We were delighted by this program. We paid a total of 5 individuals. All of those people who were awarded were incredibly special people. Worth highlighting the work of Alperen, who was actually one of the core contributors to our simulator itself (so little surprise that he knew of a couple of places where it could be improved). Then Mikael, who in fact used LLMs in a very creative ways to identify places where the simulator was not reaching (we later hired Mikael), and Pavan Nambi, who paired the simulator with formal methods and ended up not only finding bugs in Turso, but in fact found more than TEN bugs on SQLite itself through is methodology.

#But after the “singularity”, we got drowned

In our experience, anybody who was skilled enough to find critical issues was someone we wanted around in our community. We did have the occasional person that tried to submit bad PRs in the hopes of collecting the bounty, but it was a rare occurrence: the requirement that the simulator had to be extended to demonstrate the bug (just pointing out the bug was not enough) helped keep the bar high, and most importantly, there just aren’t that many bugs.

But then an army of slop was released overnight. It became too high a reward to just point an LLM at Turso, and try to find a bug. And as you all know, if you instruct an LLM to go find a bug and collect a bounty, it will produce some output. Whether or not it makes sense, is a completely different story. I want to share some of those with you.

#Some examples

In this PR, the author just injected garbage bytes manually into the database header, and then argued that this corrupted the database (duh!). After our maintainer pointed out that well, no shit Sherlock, the author (or his bot) kept arguing with your usual LLM-induced wall-of-text for quite a while.

You might find that unbelievable, but it is actually less incredible than modifying the source code to manually add an out-of-bound array access to corrupt the database

In this other PR which is full of tables, green check marks and em dashes, the author claims to have found a critical vulnerability that allows for the execution of arbitrary SQL statements.
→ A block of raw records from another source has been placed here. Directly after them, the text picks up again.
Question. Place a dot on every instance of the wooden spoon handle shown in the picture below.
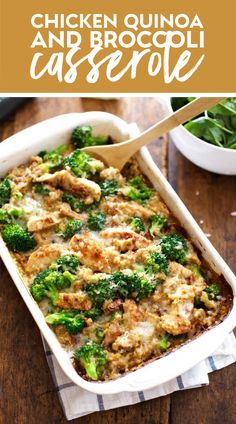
(182, 115)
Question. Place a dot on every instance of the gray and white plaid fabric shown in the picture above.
(77, 402)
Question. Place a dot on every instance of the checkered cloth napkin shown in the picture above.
(77, 402)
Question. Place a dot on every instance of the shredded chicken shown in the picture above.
(87, 189)
(37, 223)
(78, 300)
(43, 257)
(124, 239)
(90, 252)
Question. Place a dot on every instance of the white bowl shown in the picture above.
(56, 131)
(207, 156)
Imagine that? A SQL database that allows the execution of SQL statements. How can we ever recover from this.

This other masterpiece enables concurrent writes on Turso, one of the features that set us apart from SQLite, and then demonstrates that SQLite cannot open the file until the journal mode is set back to WAL, disabling concurrent writes (that is how the system is designed to operate)
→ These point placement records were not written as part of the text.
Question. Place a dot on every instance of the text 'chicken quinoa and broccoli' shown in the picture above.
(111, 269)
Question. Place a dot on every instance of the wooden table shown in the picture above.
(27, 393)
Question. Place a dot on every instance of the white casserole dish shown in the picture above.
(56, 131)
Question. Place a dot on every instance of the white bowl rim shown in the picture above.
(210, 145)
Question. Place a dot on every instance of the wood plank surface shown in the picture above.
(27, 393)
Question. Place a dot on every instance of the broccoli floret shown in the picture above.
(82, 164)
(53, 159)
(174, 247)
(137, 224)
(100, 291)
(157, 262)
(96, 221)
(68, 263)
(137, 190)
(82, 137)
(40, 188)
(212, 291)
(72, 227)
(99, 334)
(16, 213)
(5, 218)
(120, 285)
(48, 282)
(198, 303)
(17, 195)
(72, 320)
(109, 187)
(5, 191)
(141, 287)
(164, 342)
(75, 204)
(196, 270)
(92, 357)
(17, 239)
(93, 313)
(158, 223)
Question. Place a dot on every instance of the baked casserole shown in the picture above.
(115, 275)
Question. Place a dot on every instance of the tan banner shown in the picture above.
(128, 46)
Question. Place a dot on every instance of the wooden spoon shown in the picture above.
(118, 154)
For this other one, I wish I could write a nice description, but I have no idea what they are trying to do. As our maintainer Mikael (the same who won the award in the past!) pointed out, it is very clear that the person just saw the prize announcement, started salivating, and pointed the slop machine at us.

#The last attempt

In our last attempt to establish some order, we have designed and implemented a vouching system. If we suspect that a submission is coming from a bot, we just auto-close it. And this worked okay for some time, until the bots just started opening issues questioning the closing of their PRs and requesting a manual inspection. They all look the same:

We also had many instances in which we could close a PR, and the same or a very similar PR would just be opened by a different user moments after.

#It’s sad, but here we are

The main problem of course is that it costs the slopmaker perhaps a minute to generate their submission. But it costs us hours to read, understand, and engage with them. And they can be generated at a semi-infinite pace. It is possible to set up automated systems to gatekeep this, but with a non-negligible dollar value attached to it, the incentive is just too great for the AIs to just keep arguing, reopening the same PR, etc.

We value our Open Source community of contributors a lot, and we will continue to strengthen our community. But at this point, we just don’t believe that a financial incentive of any kind works well with an open system. We have to either close the system, or get rid of the incentive. For now, we are choosing the latter.